A história se passa no Rio de Janeiro dos anos 70. Versa sobre duas famílias de bicheiros brigando para tomar conta dos morros da cidade — e tem como fio condutor as desventuras de um homem misterioso no meio desse fogo cruzado.

Embora celebrada pela crítica, a novela foi um fiasco de audiência. Maurício Stycer levantou uma hipótese a respeito da situação.

Me pergunto se o problema não é justamente o que "Pecado Mortal" tem de melhor, ou seja, o seu texto. Inteligente, irônico e ágil, sem ser didático, exige atenção permanente do espectador. Sem fazer concessão ao politicamente correto, descreve de forma crua um mundo em que basicamente se luta por poder, dinheiro e sexo.

Nilson Xavier também enxergou qualidades para além dos números do Ibope.

"Pecado Mortal", longe de ser um sucesso, de audiência ou repercussão, cumpriu bem o seu papel – apesar dos pesares. Como já disse em outras ocasiões, é bom quando a televisão diversifica suas opções de entretenimento. E a história de Carlos Lombardi diversificou inclusive entre as produções da Record.

O destino da fascinante trama parecia ser o esquecimento. Mas agora há boas chances de se tornar uma obra cult. "Pecado Mortal" é uma das atrações do PlayPlus, plataforma de streaming da Record. Com uma programação bastante irregular, a emissora aposta no acervo e também em atrações de parceiros como a ESPN para cativar o público.

Ouso dizer que a novela de Carlos Lombardi deveria ser o carro-chefe da iniciativa. Meia década depois, talvez o amigo telespectador já esteja um pouco mais calejado, depois de tantas séries sobre crimes e outras desgraças na Netflix.

Obras importantes para a dramaturgia mundial não foram bem sucedidas em suas primeiras exibições, mas conseguiram ser redescobertas em avaliações mais cuidadosas posteriormente. Cito como exemplo "The Wire", pedra fundamental da nova era de ouro da televisão norte-americana que não chegou a ser um hit durante suas 5 temporadas na HBO, mas hoje é festejada por um séquito de fãs que inclui até o ex-presidente Obama.

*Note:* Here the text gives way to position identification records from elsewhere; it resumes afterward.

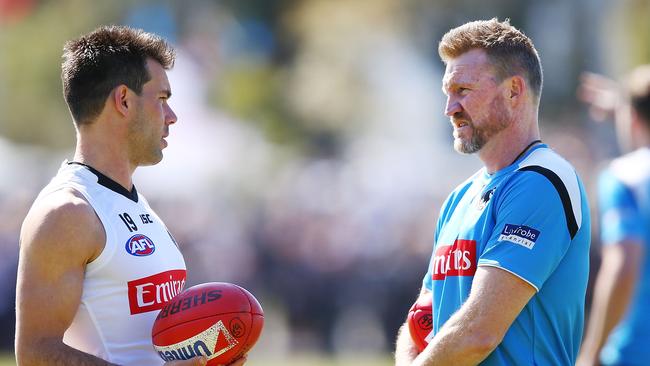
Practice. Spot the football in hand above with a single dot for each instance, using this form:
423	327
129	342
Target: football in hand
420	321
221	321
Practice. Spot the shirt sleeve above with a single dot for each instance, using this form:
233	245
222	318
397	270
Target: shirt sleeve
620	218
427	281
530	235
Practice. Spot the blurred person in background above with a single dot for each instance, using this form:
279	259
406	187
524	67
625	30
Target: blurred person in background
84	297
618	332
509	269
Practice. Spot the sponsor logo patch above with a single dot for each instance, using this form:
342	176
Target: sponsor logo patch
154	292
519	234
458	259
484	199
139	246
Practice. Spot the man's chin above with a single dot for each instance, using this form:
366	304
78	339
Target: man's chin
465	147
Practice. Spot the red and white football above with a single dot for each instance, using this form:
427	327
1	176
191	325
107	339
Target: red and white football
219	320
420	321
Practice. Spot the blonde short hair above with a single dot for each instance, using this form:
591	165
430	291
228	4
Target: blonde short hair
510	51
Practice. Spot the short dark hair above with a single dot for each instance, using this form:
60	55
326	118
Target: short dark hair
509	49
637	85
96	63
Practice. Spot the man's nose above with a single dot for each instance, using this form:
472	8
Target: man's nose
452	107
171	116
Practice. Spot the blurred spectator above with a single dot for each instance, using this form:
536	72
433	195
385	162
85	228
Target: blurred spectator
618	332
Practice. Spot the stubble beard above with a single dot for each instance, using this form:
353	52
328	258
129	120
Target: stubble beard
497	121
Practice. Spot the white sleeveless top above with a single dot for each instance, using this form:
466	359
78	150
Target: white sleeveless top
139	270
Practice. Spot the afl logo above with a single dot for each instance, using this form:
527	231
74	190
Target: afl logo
140	246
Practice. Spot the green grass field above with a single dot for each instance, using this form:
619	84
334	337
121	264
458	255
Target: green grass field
303	360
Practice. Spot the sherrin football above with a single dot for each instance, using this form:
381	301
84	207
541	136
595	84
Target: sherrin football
420	321
219	320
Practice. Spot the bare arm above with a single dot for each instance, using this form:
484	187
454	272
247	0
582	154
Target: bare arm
59	236
617	278
405	349
476	329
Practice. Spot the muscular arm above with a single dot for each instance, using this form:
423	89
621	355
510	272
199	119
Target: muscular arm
476	329
617	278
59	236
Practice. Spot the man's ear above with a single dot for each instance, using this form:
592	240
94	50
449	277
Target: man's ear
122	99
516	89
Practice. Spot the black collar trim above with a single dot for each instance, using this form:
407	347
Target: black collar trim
110	184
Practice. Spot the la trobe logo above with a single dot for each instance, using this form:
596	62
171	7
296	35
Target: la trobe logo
140	246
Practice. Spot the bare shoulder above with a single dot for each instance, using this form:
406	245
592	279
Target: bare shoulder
63	221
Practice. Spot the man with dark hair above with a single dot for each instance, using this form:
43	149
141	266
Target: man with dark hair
618	332
509	268
96	263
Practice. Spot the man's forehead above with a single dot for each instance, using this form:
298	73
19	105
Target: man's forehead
471	66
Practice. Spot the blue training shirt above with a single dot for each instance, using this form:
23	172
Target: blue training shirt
624	207
532	220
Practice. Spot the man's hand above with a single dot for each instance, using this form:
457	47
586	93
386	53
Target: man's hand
201	361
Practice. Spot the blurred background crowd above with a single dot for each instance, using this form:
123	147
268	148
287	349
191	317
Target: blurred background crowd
312	153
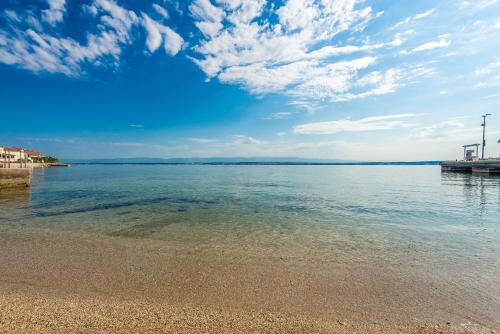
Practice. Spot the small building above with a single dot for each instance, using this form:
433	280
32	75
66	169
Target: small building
18	155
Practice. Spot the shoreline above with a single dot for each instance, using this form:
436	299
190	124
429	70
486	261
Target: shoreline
153	282
40	314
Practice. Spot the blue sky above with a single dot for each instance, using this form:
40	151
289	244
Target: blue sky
335	79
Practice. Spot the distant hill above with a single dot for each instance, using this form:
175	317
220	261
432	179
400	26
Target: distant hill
243	161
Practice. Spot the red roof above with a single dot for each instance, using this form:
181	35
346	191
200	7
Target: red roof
33	153
19	149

Leia a seguir uma lista* com as melhores qualidades de "Pecado Mortal".

A volta do Pescador Parrudo

(Foto: Divulgação)

Fernando Pavão está excelente no papel de Marcos Pasquim. O protagonista Carlão é uma mistura de todos os últimos protagonistas de Lombardi na Globo: tem a melancolia do Lance ("Pé na Jaca"), a postura boa-praça de Dom Pedro I ("O Quinto dos Infernos") e a impetuosidade do saudoso Esteban Maroto ("Kubanacan").

Vilões de verdade

É uma história em que ninguém é totalmente bonzinho. Mas os vilões são sensacionais, com Jussara Freire no papel de sua vida, Paloma Duarte sempre irretocável, Felipe Cardoso mimetizando o que o Dom Miguel de Caco Ciocler ("Quinto dos Infernos") tinha de mais interessante e toda uma cambada de maus elementos.

Os mistérios Lombardianos

Durante boa parte da primeira fase da novela, o público não consegue saber direito quem o protagonista Carlão. O mais óbvio é que ele seja Marco Antônio, filho mais velho do bicheiro vivido por Luiz Guilherme, mas de vez em quando surgem umas pistas de que ele seria Ricardo Rocha, dissidente que sumiu no mundo depois de colocar a boca no trombone sobre os esquemas do chefão.

A força feminina

(Foto: Divulgação)

Muito se fala sobre os torsos nus dos heróis de Carlos Lombardi — e tá todo mundo sem camisa aqui também. Mas as mulheres de "Pecado Mortal" são formidáveis. Cheias de atitude e interpretadas por verdadeiras sumidades dessa indústria fundamental: Carla Cabral (ex-Carla Regina) e Lua Blanco (ex-Rebeldes) estão ótimas. E a protagonista Simone Spoladore também brilha em um papel que mistura o tom pueril de Lola (Adriana Esteves) em "Kubanaca com a admirável pujança de Marisol (Danielle Winits) da mesma novela.

Referências Marvel

São centenas de gracinhas envolvendo o apelido do Carlão, Poderoso Thor. Sempre erram o nome, numa brincadeira cativante com os adjetivos que fizeram a fama do Universo Marvel da época de Stan Lee.

O elenco que não está lá

Uma das minhas alegrias é ficar imaginando qual ator interpretaria cada personagem caso fosse uma produção da Globo. Tem os óbvios, que até já citei acima: Fernando Pavão é o melhor Marcos Pasquim em anos e a Simone Spoladore seria Adriana Esteves. Mas aposto que o bicheiro inimigo seria o Wolf Maya, as duas Julianas Didones seriam Danielles Winits, a Jussara Freire talvez fosse a Regina Duarte, o Picasso (Victor Hugo) seria o Humberto Martins, o Van Gogh (Heitor Martinez) seria o Rodrigo Lombardi e por aí vai.

Trilha sonora campeã

Apenas músicas de bordel dos anos 70, incentivando o clima de festinha que perpassa toda a ação. Ouça no YouTube.

Ritmo de seriado

Muito antes do Brasil ficar maravilhado com o frenesi das diabruras de Carminha escritas pelo João Emanuel Carneiro da época boa, nosso mestre Carlos Lombardi já era o rei do tanquinho nas telenovelas. Com ele não tem barriga, mesmo quando a novela dura quase 300 capítulos, como foi em "Kubanacan". Em um único capítulo da segunda semana de Pecado Mortal, para você ter uma ideia: o protagonista foi preso sob acusação de pedofilia; o jovem interpretado por Felipe Cardoso encheu a mãe Betty Lago de bolacha; e a própria, depois do ocorrido, tentou cometer o suicídio. É emoção que não tem fim, ainda mais aproveitando que todos os núcleos estão diretamente relacionados com a ação principal.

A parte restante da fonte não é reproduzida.